Der Mann mit der Lampe führte nunmehr den schönen aber immer noch starr vor sich hinblickenden Jüngling vom Altare herab, und grade auf den ehernen König los. Zu den Füßen des mächtigen Fürsten lag ein Schwerdt, in eherner Scheide. Der Jüngling gürtete sich – Das Schwerdt an der Linken, die Rechte frey! Rief der gewaltige König. Sie giengen darauf zum silbernen, der sein Scepter gegen den Jüngling neigte. Dieser ergriff es mit der linken Hand, und der König sagte mit gefälliger Stimme: Weide die Schafe. Als sie zum goldenen Könige kamen, drückte er mit väterlich segnender Gebährde dem Jüngling den Eichencranz aufs Haupt und sprach: erkenne das Höchste.

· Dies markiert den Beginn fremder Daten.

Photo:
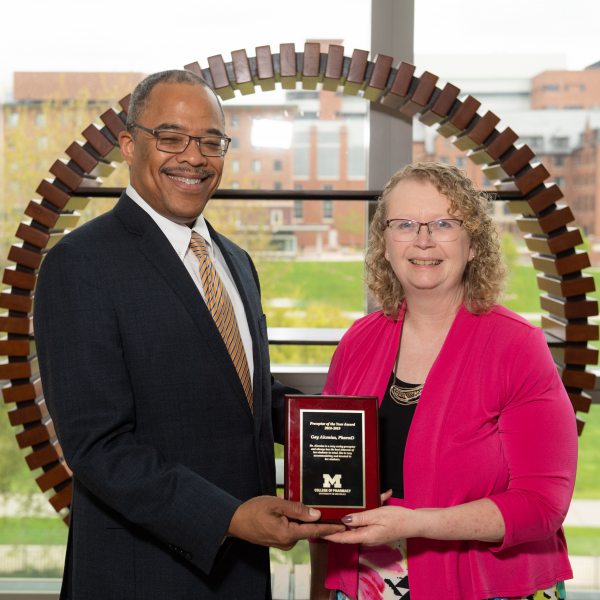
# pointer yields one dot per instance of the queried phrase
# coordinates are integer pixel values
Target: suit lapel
(158, 250)
(244, 281)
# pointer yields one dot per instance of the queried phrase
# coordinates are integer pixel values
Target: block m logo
(328, 480)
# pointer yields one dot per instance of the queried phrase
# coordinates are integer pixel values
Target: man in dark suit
(155, 366)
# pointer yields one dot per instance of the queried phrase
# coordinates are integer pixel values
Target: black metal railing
(226, 194)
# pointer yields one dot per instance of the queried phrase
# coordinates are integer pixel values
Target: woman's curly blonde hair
(484, 275)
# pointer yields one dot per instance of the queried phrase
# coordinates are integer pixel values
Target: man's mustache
(179, 170)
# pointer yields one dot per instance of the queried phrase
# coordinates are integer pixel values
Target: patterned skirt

Der Alte hatte während dieses Umgangs den Jüngling genau bemerkt. Nach umgegürtetem Schwerdt hob sich seine Brust, seine Arme regten sich und seine Füße traten fester auf; indem er den Scepter in die Hand nahm, schien sich die Krafft zu mildern und durch einen unaussprechlichen Reitz noch mächtiger zu werden; als aber der Eichencranz seine Locken zierte, belebten sich seine Gesichtszüge, sein Auge glänzte von unaussprechlichem Geist und das erste Wort seines Mundes war Lilie.

Liebe Lilie! rief er, als er ihr die silbernen Treppen

Empfohlene Zitierweise:
Johann Wolfgang von Goethe: Unterhaltungen deutscher Ausgewanderten. In: Die Horen 1795, Band 1–4. Cotta, Tübingen 1795, Seite 10-146. Digitale Volltext-Ausgabe bei Wikisource, URL: https://de.wikisource.org/w/index.php?title=Seite:Schiller_Die_Horen_4-1795.pdf/154&oldid=- (Version vom 1.8.2018)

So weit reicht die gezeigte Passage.